The more specific situations I analyze, the more the evidence piles up that games and points are, for the most part, independent–that is, players are roughly as effective at one score as they are at any other, and it doesn’t matter a great deal what sequence of points or games got them there. There are still plenty of situations that haven’t yet been analyzed, but if the ones that we talk about the most don’t exhibit the strong effects that we think they do, that casts quite a bit of doubt on the likelihood that we’ll find notable effects elsewhere.
If there is any truth to claims like those about the difficulty of serving for the set, perhaps it is the case that the pressure affects both players equally. After all, if a server needs to hold at 5-4, it is equally important for the returner to seize the final break opportunity. Maybe the level of both players drops, something we might be able to determine by analyzing how these points are played.

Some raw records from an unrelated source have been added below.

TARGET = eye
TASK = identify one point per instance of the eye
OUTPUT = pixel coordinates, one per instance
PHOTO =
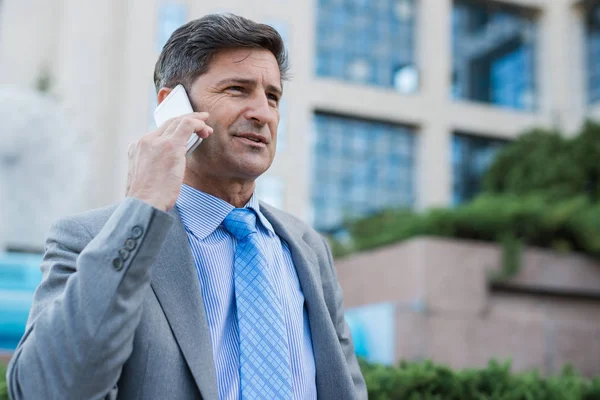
(236, 88)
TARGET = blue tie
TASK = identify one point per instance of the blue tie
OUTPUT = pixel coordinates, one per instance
(265, 371)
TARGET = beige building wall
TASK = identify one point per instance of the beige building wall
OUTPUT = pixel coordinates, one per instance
(101, 57)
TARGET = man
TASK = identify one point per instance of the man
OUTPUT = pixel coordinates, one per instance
(191, 288)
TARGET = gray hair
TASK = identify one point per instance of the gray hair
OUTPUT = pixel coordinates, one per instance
(190, 49)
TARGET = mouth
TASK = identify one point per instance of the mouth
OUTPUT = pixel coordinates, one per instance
(252, 139)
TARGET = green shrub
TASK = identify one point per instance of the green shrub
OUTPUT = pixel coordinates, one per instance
(571, 224)
(546, 162)
(416, 381)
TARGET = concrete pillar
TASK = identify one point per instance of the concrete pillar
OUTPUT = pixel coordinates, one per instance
(88, 83)
(434, 172)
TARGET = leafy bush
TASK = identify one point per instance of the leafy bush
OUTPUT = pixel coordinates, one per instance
(546, 162)
(568, 225)
(427, 381)
(541, 190)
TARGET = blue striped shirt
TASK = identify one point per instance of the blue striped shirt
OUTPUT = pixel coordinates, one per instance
(213, 249)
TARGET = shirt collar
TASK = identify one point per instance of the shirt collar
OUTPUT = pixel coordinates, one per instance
(202, 213)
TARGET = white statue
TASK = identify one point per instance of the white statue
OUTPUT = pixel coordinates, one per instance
(43, 167)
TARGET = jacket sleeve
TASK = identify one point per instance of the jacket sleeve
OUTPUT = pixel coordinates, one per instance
(343, 332)
(86, 309)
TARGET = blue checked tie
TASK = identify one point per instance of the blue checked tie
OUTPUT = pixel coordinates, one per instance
(265, 370)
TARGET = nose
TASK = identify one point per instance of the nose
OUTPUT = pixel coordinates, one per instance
(259, 110)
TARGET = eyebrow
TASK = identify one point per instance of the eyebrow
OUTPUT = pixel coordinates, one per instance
(251, 82)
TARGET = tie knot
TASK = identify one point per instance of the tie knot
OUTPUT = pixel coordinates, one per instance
(240, 222)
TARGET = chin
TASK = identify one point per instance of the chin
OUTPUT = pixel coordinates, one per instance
(253, 170)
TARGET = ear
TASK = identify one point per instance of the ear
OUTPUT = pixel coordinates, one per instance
(162, 94)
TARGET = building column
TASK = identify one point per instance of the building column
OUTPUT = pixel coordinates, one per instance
(88, 84)
(434, 172)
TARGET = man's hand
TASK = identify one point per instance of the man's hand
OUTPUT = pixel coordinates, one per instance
(157, 160)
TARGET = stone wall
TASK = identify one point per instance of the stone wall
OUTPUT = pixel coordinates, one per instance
(446, 310)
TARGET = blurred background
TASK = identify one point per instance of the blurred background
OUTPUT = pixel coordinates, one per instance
(441, 146)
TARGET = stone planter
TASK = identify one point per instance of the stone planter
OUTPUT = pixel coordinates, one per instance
(446, 310)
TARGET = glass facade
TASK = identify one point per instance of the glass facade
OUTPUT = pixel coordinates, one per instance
(493, 51)
(471, 157)
(367, 41)
(360, 167)
(592, 16)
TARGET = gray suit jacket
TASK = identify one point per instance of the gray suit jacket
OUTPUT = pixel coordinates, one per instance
(119, 313)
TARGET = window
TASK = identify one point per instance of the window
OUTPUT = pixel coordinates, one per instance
(493, 54)
(593, 50)
(361, 167)
(471, 157)
(367, 41)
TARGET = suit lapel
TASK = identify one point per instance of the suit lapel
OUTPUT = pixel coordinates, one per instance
(175, 282)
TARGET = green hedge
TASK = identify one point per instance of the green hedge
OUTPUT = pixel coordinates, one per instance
(428, 381)
(541, 190)
(568, 225)
(547, 162)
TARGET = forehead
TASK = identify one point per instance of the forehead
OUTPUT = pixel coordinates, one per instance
(245, 63)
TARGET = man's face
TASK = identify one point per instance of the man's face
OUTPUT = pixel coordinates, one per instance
(241, 92)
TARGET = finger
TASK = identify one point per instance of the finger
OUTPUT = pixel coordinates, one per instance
(172, 124)
(206, 132)
(186, 127)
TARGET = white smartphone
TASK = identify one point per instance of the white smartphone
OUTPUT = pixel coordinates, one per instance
(174, 105)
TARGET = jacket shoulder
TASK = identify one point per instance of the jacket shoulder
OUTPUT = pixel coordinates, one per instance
(91, 220)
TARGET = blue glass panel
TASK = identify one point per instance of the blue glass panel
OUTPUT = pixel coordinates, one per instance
(365, 41)
(19, 276)
(361, 167)
(493, 55)
(471, 157)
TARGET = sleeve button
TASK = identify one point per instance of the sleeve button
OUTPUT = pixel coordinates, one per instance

For now, though, we can conclude that players–regardless of gender or level–serve out the set about as often as they successfully hold at 1-2, or 3-3, or any other particular score.
Can you tell from the charting project data if the first serve percentage drop on “serving out the set” situations?
you could, though the sample size is almost two orders of magnitude smaller.
Jeff hi,
Big fan here, of you and your work. Thank you for this wonderful blog and data. 🙂
Can you explain how you would find whether the player is serving for the set from the data?
I have been trying to do a similar analysis from your data on github (thank you again!) , but could not figure out a way to identify who serves first on a match. Consequently, one would be able to figure out who serves out to end the set and alike.
Regards,
player who serves first is one of the columns for each match. columns explained:
https://github.com/JeffSackmann/tennis_pointbypoint
I had meant the huge atp/challenger match results data, the ones with year breakdown 🙂
This one: https://github.com/JeffSackmann/tennis_atp
it’s not always possible to tell. there are columns for number of service games for each player, so if one is greater than the other, that’s your first server. otherwise we don’t know.
Could you clarify the methodology? Do you take the hold percentage in all service games in your sample, and compare this to the hold percentage in every game in which a player is serving for a set in the sample? If so, it seems like this isn’t quite the right test of the hypothesis that the probability of winning a service game *against a given opponent* is independent of where that game lands in a set.
Serving for a set means that you’ve broken your opponent’s serve, so in this subset of service games, you’d expect the server on average to be better than their opponent. Whereas a randomly chosen game, you’d expect the server on average to have the same ability (or ranking) as their opponent. So if the probability of winning a service game *against a given opponent* is independent of where that game lands in the set, you’d expect the hold percentage in all games in the sample to be lower than the hold percentage in all games where the server is serving for the set in the sample.
It seems like a better test (and maybe this is what you did) would be to compare the hold percentage in games in which a player serves for the set with the hold percentage in games where players aren’t serving for the set, but do end up serving for the set.
p.s. just discovered this site and the data, and it looks great! Thanks!
each ‘serving for the set’ game is compared to the hold percentage for that player in that particular match.
Wow , this is really interesting, as with all sports we assume “pressure situations” are more challenging, but often times that just isn’t the case.